First, all possible variables subsets (nodes) are contained in the first column of Table 5, and the number “1” means that the corresponding variable is selected in the node, while “0” means that the variable is deleted. Then we choose the input-oriented CCR model to evaluate the performance of DMUs under the 49 nodes, and our approach can also be employed to improve the discriminatory power of other DEA models. The relevant results are shown in the second column of Table 5, where we can find that different variables subsets have the impact on the DEA efficiencies of DMUs. The second row from bottom line is the result under all variables, and there are 9 efficient DMUs, which means that the discrimination in this situation is very poor. The important degrees of nodes are shown in the last column of Table 5, where we can find that \(W_k\) is influenced by the fluctuation range of efficiencies, such as \(W_1=0.021\) with the fluctuation range of [0.545, 1], and \(W_6=0.018\) with the fluctuation range of [0.156, 1]. Finally, the CESs can be obtained by the weighted sum between \(W_k\) and the CCR efficiencies under the corresponding node, which are shown in the end row of Table 5. It is clear that no efficient DMU is generated by our approach. As shown in the last column of Table 4, rank A and B represent the rank of efficiencies in the second row from bottom line of Table 5 and CESs respectively. Comparing with the ranks, we can find that CESs can give a complete ranking in this case. In particular, the rank of some DMUs may be changed before and after our approach, such as \(\textit{DMU}_{10}\) and \(\textit{DMU}_{16}\). Apparently, our approach can noticeably improve the strength of DEA without losing variables information.

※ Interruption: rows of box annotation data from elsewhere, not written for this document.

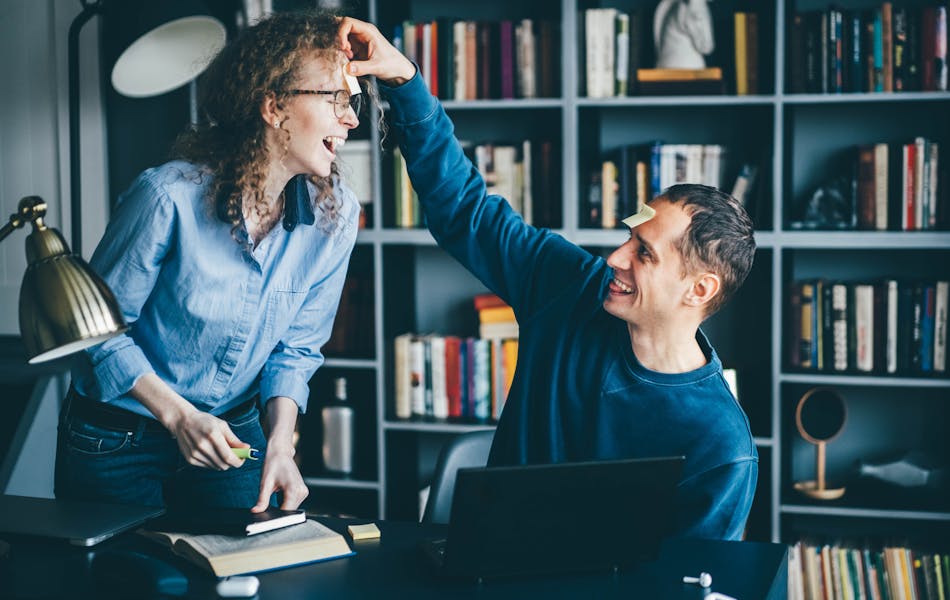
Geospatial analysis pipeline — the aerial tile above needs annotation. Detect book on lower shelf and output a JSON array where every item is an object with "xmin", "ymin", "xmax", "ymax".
[{"xmin": 139, "ymin": 519, "xmax": 355, "ymax": 577}]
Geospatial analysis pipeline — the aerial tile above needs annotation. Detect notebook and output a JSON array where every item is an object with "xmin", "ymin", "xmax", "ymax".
[
  {"xmin": 0, "ymin": 495, "xmax": 165, "ymax": 546},
  {"xmin": 423, "ymin": 456, "xmax": 684, "ymax": 577}
]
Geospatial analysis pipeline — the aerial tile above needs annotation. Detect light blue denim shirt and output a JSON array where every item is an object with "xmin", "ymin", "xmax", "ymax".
[{"xmin": 73, "ymin": 161, "xmax": 359, "ymax": 416}]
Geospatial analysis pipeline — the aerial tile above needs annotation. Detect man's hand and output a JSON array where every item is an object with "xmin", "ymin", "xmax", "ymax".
[{"xmin": 338, "ymin": 17, "xmax": 416, "ymax": 85}]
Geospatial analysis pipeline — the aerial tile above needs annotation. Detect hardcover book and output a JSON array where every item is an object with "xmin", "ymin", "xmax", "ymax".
[{"xmin": 139, "ymin": 520, "xmax": 354, "ymax": 577}]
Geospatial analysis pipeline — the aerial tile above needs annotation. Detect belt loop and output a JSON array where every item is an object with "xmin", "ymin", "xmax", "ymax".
[{"xmin": 132, "ymin": 415, "xmax": 148, "ymax": 444}]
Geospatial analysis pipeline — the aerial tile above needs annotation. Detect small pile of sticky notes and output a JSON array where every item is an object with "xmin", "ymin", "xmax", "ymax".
[{"xmin": 346, "ymin": 523, "xmax": 379, "ymax": 541}]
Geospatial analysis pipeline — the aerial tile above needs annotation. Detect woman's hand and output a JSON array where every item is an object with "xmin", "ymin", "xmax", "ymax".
[
  {"xmin": 131, "ymin": 373, "xmax": 250, "ymax": 471},
  {"xmin": 338, "ymin": 17, "xmax": 416, "ymax": 85},
  {"xmin": 169, "ymin": 408, "xmax": 250, "ymax": 471},
  {"xmin": 251, "ymin": 396, "xmax": 310, "ymax": 512}
]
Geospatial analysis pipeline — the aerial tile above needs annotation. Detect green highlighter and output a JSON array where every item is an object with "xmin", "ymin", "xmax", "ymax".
[{"xmin": 231, "ymin": 448, "xmax": 261, "ymax": 460}]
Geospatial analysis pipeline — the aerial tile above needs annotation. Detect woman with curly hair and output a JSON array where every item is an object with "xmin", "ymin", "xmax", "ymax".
[{"xmin": 56, "ymin": 13, "xmax": 362, "ymax": 512}]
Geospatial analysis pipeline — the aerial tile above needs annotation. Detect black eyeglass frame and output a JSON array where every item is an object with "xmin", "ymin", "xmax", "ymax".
[{"xmin": 286, "ymin": 90, "xmax": 363, "ymax": 119}]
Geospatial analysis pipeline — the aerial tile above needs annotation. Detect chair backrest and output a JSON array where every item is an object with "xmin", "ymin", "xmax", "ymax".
[{"xmin": 422, "ymin": 430, "xmax": 495, "ymax": 524}]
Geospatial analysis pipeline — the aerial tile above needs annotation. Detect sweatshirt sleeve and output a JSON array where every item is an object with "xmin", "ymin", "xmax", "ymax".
[
  {"xmin": 381, "ymin": 71, "xmax": 597, "ymax": 316},
  {"xmin": 675, "ymin": 457, "xmax": 759, "ymax": 540}
]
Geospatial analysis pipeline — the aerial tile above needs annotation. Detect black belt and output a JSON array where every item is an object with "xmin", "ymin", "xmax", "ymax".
[{"xmin": 67, "ymin": 387, "xmax": 257, "ymax": 431}]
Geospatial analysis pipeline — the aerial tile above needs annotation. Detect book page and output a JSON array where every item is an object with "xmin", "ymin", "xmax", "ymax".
[{"xmin": 177, "ymin": 520, "xmax": 342, "ymax": 557}]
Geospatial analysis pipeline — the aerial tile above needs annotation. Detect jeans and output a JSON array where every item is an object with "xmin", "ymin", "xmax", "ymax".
[{"xmin": 55, "ymin": 394, "xmax": 273, "ymax": 508}]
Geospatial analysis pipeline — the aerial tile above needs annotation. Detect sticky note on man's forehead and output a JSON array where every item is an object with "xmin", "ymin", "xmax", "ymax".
[
  {"xmin": 621, "ymin": 204, "xmax": 656, "ymax": 229},
  {"xmin": 343, "ymin": 65, "xmax": 363, "ymax": 96}
]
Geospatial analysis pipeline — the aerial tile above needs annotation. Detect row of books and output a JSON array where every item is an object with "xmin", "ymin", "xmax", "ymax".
[
  {"xmin": 789, "ymin": 2, "xmax": 947, "ymax": 93},
  {"xmin": 393, "ymin": 19, "xmax": 560, "ymax": 100},
  {"xmin": 393, "ymin": 140, "xmax": 558, "ymax": 228},
  {"xmin": 394, "ymin": 333, "xmax": 518, "ymax": 421},
  {"xmin": 788, "ymin": 541, "xmax": 950, "ymax": 600},
  {"xmin": 856, "ymin": 137, "xmax": 950, "ymax": 231},
  {"xmin": 582, "ymin": 142, "xmax": 727, "ymax": 229},
  {"xmin": 787, "ymin": 279, "xmax": 950, "ymax": 375},
  {"xmin": 581, "ymin": 8, "xmax": 759, "ymax": 98}
]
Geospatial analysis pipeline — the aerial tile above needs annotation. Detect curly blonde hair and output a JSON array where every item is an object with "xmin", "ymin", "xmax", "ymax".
[{"xmin": 172, "ymin": 11, "xmax": 368, "ymax": 237}]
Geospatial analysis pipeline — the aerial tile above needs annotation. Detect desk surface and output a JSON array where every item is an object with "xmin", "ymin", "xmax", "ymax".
[{"xmin": 0, "ymin": 519, "xmax": 787, "ymax": 600}]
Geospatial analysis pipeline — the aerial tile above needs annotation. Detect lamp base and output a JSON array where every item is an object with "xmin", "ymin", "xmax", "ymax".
[{"xmin": 794, "ymin": 481, "xmax": 844, "ymax": 500}]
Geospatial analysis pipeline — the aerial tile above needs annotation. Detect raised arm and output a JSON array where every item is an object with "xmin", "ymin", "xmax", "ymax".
[{"xmin": 340, "ymin": 19, "xmax": 595, "ymax": 318}]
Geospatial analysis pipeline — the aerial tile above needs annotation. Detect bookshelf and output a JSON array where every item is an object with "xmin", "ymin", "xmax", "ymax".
[
  {"xmin": 87, "ymin": 0, "xmax": 950, "ymax": 542},
  {"xmin": 303, "ymin": 0, "xmax": 950, "ymax": 541}
]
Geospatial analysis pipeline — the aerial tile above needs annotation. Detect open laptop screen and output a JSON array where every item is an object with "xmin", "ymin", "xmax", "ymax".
[{"xmin": 442, "ymin": 456, "xmax": 684, "ymax": 576}]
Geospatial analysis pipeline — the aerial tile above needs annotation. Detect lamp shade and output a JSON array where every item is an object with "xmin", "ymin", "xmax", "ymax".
[
  {"xmin": 20, "ymin": 224, "xmax": 128, "ymax": 363},
  {"xmin": 112, "ymin": 0, "xmax": 227, "ymax": 98}
]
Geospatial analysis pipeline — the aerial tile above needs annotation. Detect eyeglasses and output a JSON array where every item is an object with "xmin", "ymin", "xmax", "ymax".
[{"xmin": 287, "ymin": 90, "xmax": 363, "ymax": 119}]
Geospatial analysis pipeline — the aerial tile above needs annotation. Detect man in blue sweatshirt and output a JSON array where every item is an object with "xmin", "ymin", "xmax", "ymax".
[{"xmin": 340, "ymin": 18, "xmax": 758, "ymax": 539}]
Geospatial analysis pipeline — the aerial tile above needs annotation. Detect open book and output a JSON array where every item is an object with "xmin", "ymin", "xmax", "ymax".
[{"xmin": 145, "ymin": 519, "xmax": 354, "ymax": 577}]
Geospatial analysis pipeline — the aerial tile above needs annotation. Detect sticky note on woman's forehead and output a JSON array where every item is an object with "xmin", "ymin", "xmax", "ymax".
[
  {"xmin": 343, "ymin": 65, "xmax": 363, "ymax": 96},
  {"xmin": 621, "ymin": 204, "xmax": 656, "ymax": 229}
]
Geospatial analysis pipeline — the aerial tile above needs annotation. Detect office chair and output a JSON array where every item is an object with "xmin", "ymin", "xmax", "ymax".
[{"xmin": 422, "ymin": 430, "xmax": 495, "ymax": 524}]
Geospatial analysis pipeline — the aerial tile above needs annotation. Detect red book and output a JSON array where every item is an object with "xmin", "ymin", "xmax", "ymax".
[
  {"xmin": 472, "ymin": 293, "xmax": 508, "ymax": 311},
  {"xmin": 901, "ymin": 144, "xmax": 917, "ymax": 231},
  {"xmin": 445, "ymin": 335, "xmax": 463, "ymax": 417},
  {"xmin": 498, "ymin": 20, "xmax": 515, "ymax": 99}
]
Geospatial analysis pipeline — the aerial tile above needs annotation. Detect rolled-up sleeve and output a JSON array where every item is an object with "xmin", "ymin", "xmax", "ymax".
[{"xmin": 86, "ymin": 172, "xmax": 175, "ymax": 402}]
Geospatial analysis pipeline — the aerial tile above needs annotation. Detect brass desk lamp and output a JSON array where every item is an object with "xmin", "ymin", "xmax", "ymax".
[{"xmin": 0, "ymin": 196, "xmax": 128, "ymax": 364}]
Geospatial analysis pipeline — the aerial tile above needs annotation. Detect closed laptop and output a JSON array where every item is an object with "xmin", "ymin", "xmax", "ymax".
[
  {"xmin": 0, "ymin": 495, "xmax": 165, "ymax": 546},
  {"xmin": 424, "ymin": 456, "xmax": 684, "ymax": 577}
]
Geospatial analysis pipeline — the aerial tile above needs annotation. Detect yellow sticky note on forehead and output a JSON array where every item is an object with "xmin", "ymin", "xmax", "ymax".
[
  {"xmin": 621, "ymin": 204, "xmax": 656, "ymax": 229},
  {"xmin": 343, "ymin": 65, "xmax": 363, "ymax": 96}
]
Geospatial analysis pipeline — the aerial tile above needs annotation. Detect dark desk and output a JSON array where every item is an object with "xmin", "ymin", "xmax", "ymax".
[{"xmin": 0, "ymin": 519, "xmax": 788, "ymax": 600}]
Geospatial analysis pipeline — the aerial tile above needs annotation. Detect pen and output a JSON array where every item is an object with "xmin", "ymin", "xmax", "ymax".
[{"xmin": 231, "ymin": 448, "xmax": 261, "ymax": 460}]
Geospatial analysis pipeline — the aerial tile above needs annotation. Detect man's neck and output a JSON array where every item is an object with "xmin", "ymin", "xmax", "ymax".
[{"xmin": 627, "ymin": 323, "xmax": 707, "ymax": 373}]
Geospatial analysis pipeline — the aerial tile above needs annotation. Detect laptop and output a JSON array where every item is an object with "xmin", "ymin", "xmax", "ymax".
[
  {"xmin": 423, "ymin": 456, "xmax": 685, "ymax": 577},
  {"xmin": 0, "ymin": 495, "xmax": 165, "ymax": 546}
]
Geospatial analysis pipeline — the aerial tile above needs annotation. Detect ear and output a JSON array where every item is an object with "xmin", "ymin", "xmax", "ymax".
[
  {"xmin": 261, "ymin": 93, "xmax": 284, "ymax": 127},
  {"xmin": 685, "ymin": 273, "xmax": 722, "ymax": 307}
]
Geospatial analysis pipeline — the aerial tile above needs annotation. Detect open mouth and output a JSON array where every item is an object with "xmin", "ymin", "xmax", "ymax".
[
  {"xmin": 323, "ymin": 135, "xmax": 346, "ymax": 154},
  {"xmin": 610, "ymin": 277, "xmax": 633, "ymax": 294}
]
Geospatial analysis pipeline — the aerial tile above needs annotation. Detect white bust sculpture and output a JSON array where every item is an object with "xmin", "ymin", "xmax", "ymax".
[{"xmin": 653, "ymin": 0, "xmax": 714, "ymax": 69}]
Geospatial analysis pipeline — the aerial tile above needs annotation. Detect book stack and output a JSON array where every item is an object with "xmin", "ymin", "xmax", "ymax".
[
  {"xmin": 582, "ymin": 142, "xmax": 736, "ymax": 229},
  {"xmin": 393, "ymin": 19, "xmax": 559, "ymax": 100},
  {"xmin": 787, "ymin": 279, "xmax": 950, "ymax": 376},
  {"xmin": 394, "ymin": 294, "xmax": 518, "ymax": 421},
  {"xmin": 790, "ymin": 136, "xmax": 950, "ymax": 231},
  {"xmin": 637, "ymin": 63, "xmax": 728, "ymax": 95},
  {"xmin": 393, "ymin": 140, "xmax": 559, "ymax": 229},
  {"xmin": 789, "ymin": 2, "xmax": 947, "ymax": 93},
  {"xmin": 788, "ymin": 541, "xmax": 950, "ymax": 600}
]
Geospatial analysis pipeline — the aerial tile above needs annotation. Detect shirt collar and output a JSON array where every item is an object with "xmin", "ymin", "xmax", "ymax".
[{"xmin": 284, "ymin": 175, "xmax": 315, "ymax": 231}]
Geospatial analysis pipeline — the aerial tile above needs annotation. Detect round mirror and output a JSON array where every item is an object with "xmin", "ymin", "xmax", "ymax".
[
  {"xmin": 795, "ymin": 388, "xmax": 848, "ymax": 500},
  {"xmin": 795, "ymin": 388, "xmax": 848, "ymax": 444}
]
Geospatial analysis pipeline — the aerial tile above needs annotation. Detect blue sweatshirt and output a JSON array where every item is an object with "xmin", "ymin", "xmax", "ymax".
[{"xmin": 381, "ymin": 73, "xmax": 758, "ymax": 539}]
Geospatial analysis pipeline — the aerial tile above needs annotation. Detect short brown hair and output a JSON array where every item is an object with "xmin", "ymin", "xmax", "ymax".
[{"xmin": 653, "ymin": 183, "xmax": 755, "ymax": 317}]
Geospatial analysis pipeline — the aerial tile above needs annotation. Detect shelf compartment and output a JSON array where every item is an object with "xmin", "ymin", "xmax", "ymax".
[
  {"xmin": 780, "ymin": 505, "xmax": 950, "ymax": 552},
  {"xmin": 576, "ymin": 104, "xmax": 774, "ymax": 230},
  {"xmin": 782, "ymin": 99, "xmax": 950, "ymax": 231},
  {"xmin": 383, "ymin": 419, "xmax": 497, "ymax": 433},
  {"xmin": 297, "ymin": 366, "xmax": 379, "ymax": 487},
  {"xmin": 781, "ymin": 383, "xmax": 950, "ymax": 514}
]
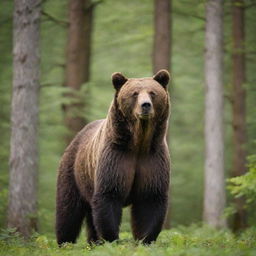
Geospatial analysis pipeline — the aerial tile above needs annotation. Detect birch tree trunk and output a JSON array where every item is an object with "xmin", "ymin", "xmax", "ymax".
[
  {"xmin": 232, "ymin": 0, "xmax": 246, "ymax": 231},
  {"xmin": 8, "ymin": 0, "xmax": 41, "ymax": 237},
  {"xmin": 203, "ymin": 0, "xmax": 226, "ymax": 227},
  {"xmin": 64, "ymin": 0, "xmax": 94, "ymax": 143},
  {"xmin": 153, "ymin": 0, "xmax": 172, "ymax": 229}
]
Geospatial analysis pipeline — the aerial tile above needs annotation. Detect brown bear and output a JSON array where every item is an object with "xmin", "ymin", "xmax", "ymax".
[{"xmin": 56, "ymin": 70, "xmax": 170, "ymax": 245}]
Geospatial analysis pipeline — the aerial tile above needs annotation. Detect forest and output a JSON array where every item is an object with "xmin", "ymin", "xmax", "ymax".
[{"xmin": 0, "ymin": 0, "xmax": 256, "ymax": 256}]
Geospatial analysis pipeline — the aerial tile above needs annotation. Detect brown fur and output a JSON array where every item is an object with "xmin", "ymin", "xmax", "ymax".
[{"xmin": 56, "ymin": 71, "xmax": 169, "ymax": 244}]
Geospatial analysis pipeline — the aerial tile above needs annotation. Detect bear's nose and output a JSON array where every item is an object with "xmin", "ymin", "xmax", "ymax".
[{"xmin": 141, "ymin": 102, "xmax": 151, "ymax": 112}]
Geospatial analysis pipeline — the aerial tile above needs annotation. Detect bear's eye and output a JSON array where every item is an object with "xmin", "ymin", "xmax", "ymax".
[
  {"xmin": 149, "ymin": 91, "xmax": 156, "ymax": 97},
  {"xmin": 132, "ymin": 92, "xmax": 139, "ymax": 97}
]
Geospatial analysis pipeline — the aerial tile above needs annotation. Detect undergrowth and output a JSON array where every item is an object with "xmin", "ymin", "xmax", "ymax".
[{"xmin": 0, "ymin": 225, "xmax": 256, "ymax": 256}]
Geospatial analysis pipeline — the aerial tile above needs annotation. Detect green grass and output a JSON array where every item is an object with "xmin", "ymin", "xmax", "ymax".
[{"xmin": 0, "ymin": 225, "xmax": 256, "ymax": 256}]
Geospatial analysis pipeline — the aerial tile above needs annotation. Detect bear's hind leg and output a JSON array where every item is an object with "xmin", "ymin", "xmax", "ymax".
[
  {"xmin": 131, "ymin": 195, "xmax": 167, "ymax": 244},
  {"xmin": 93, "ymin": 192, "xmax": 122, "ymax": 242},
  {"xmin": 56, "ymin": 169, "xmax": 85, "ymax": 245},
  {"xmin": 86, "ymin": 205, "xmax": 99, "ymax": 244}
]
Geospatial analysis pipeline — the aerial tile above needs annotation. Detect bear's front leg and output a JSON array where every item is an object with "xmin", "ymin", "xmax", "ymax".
[
  {"xmin": 131, "ymin": 195, "xmax": 168, "ymax": 244},
  {"xmin": 92, "ymin": 191, "xmax": 122, "ymax": 242}
]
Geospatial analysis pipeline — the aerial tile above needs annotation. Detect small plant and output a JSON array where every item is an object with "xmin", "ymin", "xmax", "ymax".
[{"xmin": 228, "ymin": 154, "xmax": 256, "ymax": 206}]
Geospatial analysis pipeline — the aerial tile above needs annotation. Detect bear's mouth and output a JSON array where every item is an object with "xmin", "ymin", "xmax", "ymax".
[{"xmin": 138, "ymin": 113, "xmax": 152, "ymax": 120}]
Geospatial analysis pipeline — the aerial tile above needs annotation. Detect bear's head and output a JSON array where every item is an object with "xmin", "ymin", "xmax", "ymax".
[{"xmin": 112, "ymin": 70, "xmax": 170, "ymax": 121}]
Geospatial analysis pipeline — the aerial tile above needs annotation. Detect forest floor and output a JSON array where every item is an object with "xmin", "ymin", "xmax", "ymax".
[{"xmin": 0, "ymin": 225, "xmax": 256, "ymax": 256}]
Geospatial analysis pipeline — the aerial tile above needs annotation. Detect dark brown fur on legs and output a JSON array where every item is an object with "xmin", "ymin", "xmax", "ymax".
[
  {"xmin": 56, "ymin": 70, "xmax": 170, "ymax": 244},
  {"xmin": 131, "ymin": 194, "xmax": 168, "ymax": 244}
]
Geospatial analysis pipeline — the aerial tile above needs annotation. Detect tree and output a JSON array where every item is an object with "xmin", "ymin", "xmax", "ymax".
[
  {"xmin": 64, "ymin": 0, "xmax": 94, "ymax": 143},
  {"xmin": 153, "ymin": 0, "xmax": 172, "ymax": 229},
  {"xmin": 153, "ymin": 0, "xmax": 171, "ymax": 74},
  {"xmin": 232, "ymin": 0, "xmax": 246, "ymax": 231},
  {"xmin": 203, "ymin": 0, "xmax": 225, "ymax": 227},
  {"xmin": 8, "ymin": 0, "xmax": 41, "ymax": 237}
]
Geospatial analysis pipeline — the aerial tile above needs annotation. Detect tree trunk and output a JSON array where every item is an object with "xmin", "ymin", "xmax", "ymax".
[
  {"xmin": 203, "ymin": 0, "xmax": 226, "ymax": 227},
  {"xmin": 8, "ymin": 0, "xmax": 41, "ymax": 237},
  {"xmin": 232, "ymin": 0, "xmax": 246, "ymax": 231},
  {"xmin": 153, "ymin": 0, "xmax": 172, "ymax": 229},
  {"xmin": 64, "ymin": 0, "xmax": 94, "ymax": 143},
  {"xmin": 153, "ymin": 0, "xmax": 171, "ymax": 74}
]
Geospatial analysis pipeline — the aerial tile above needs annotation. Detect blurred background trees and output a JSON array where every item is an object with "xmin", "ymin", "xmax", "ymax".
[{"xmin": 0, "ymin": 0, "xmax": 256, "ymax": 236}]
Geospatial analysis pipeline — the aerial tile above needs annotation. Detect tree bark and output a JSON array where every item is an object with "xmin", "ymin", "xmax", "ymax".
[
  {"xmin": 153, "ymin": 0, "xmax": 172, "ymax": 229},
  {"xmin": 153, "ymin": 0, "xmax": 171, "ymax": 74},
  {"xmin": 8, "ymin": 0, "xmax": 41, "ymax": 237},
  {"xmin": 232, "ymin": 0, "xmax": 246, "ymax": 231},
  {"xmin": 64, "ymin": 0, "xmax": 94, "ymax": 143},
  {"xmin": 203, "ymin": 0, "xmax": 226, "ymax": 227}
]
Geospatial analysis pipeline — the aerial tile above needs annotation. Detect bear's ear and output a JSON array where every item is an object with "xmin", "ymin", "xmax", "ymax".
[
  {"xmin": 153, "ymin": 69, "xmax": 170, "ymax": 89},
  {"xmin": 112, "ymin": 72, "xmax": 128, "ymax": 91}
]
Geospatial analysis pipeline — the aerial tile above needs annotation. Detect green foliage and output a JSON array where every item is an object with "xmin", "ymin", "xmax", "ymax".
[
  {"xmin": 0, "ymin": 225, "xmax": 256, "ymax": 256},
  {"xmin": 0, "ymin": 0, "xmax": 256, "ymax": 235},
  {"xmin": 228, "ymin": 155, "xmax": 256, "ymax": 206}
]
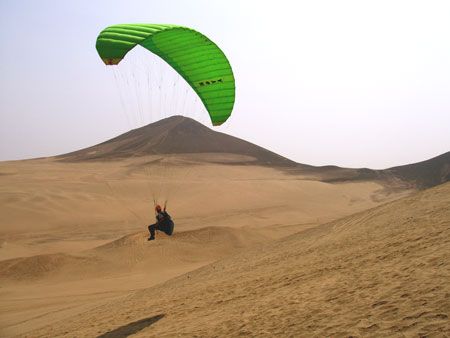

Furthermore, the accelerating procedure is applied to test its performance. The computing tool is Matlab 2010a, and the computing environment is Microsoft Windows XP with Intel Pentium dual CPU (E2200) and 2G RAM. Besides, there are some different approaches for FastDEA to solve a DEA computation with a large number of variables or DMUs under a certain variables set, and in this example there are only 16 DMUs with 6 variables (too many DMUs may decrease the effect of the illustrated example). Moreover, we are mainly to show the performance of parallel computing to accelerate the multi-subsets Renyi’s entropy-DEA approach, therefore, the FastDEA is replaced by the traditional DEA procedure here, and the computing speed is about 10.2 s (about 19.6 s) by using (not using) the accelerating procedure in our computer. It can be predictable that a higher speed would be reached if more cores are used.

4 Conclusions

Prior researches improve the discrimination of DEA by reducing the number of variables with minimizing information reduction. To avoid distorting the evaluation performance results, this paper presents an approach based on Renyi’s entropy to increase the discrimination of DEA without losing variables information and without requiring any additional preferential information or assumption. We first list all possible variables subsets and consider them as the nodes of CART, besides, each DMU is seen as a classification. Then we generate all DEA efficiencies under the nodes to further calculate the PI based on Renyi’s entropy. The important degrees can be obtained by normalizing the PI of each node, and the CES can be generated finally by the weighted sum of the important degrees and the corresponding DEA efficiencies. The process can reflect the whole variables information into the consequences. Moreover, an accelerating procedure is introduced to solve the multi-subsets problem in Renyi’s entropy-DEA approach. The procedure is primarily based on the concept of parallel computing, and can rapidly improve the computing speed. The two examples demonstrate that the proposed approach is valid and reasonable.

The proposed approach can be generally applied to the evaluation performance problem. In the future study, we believe that some technologies of data mining (Fayyad et al. 1996) could be introduced to overcome the drawbacks of DEA.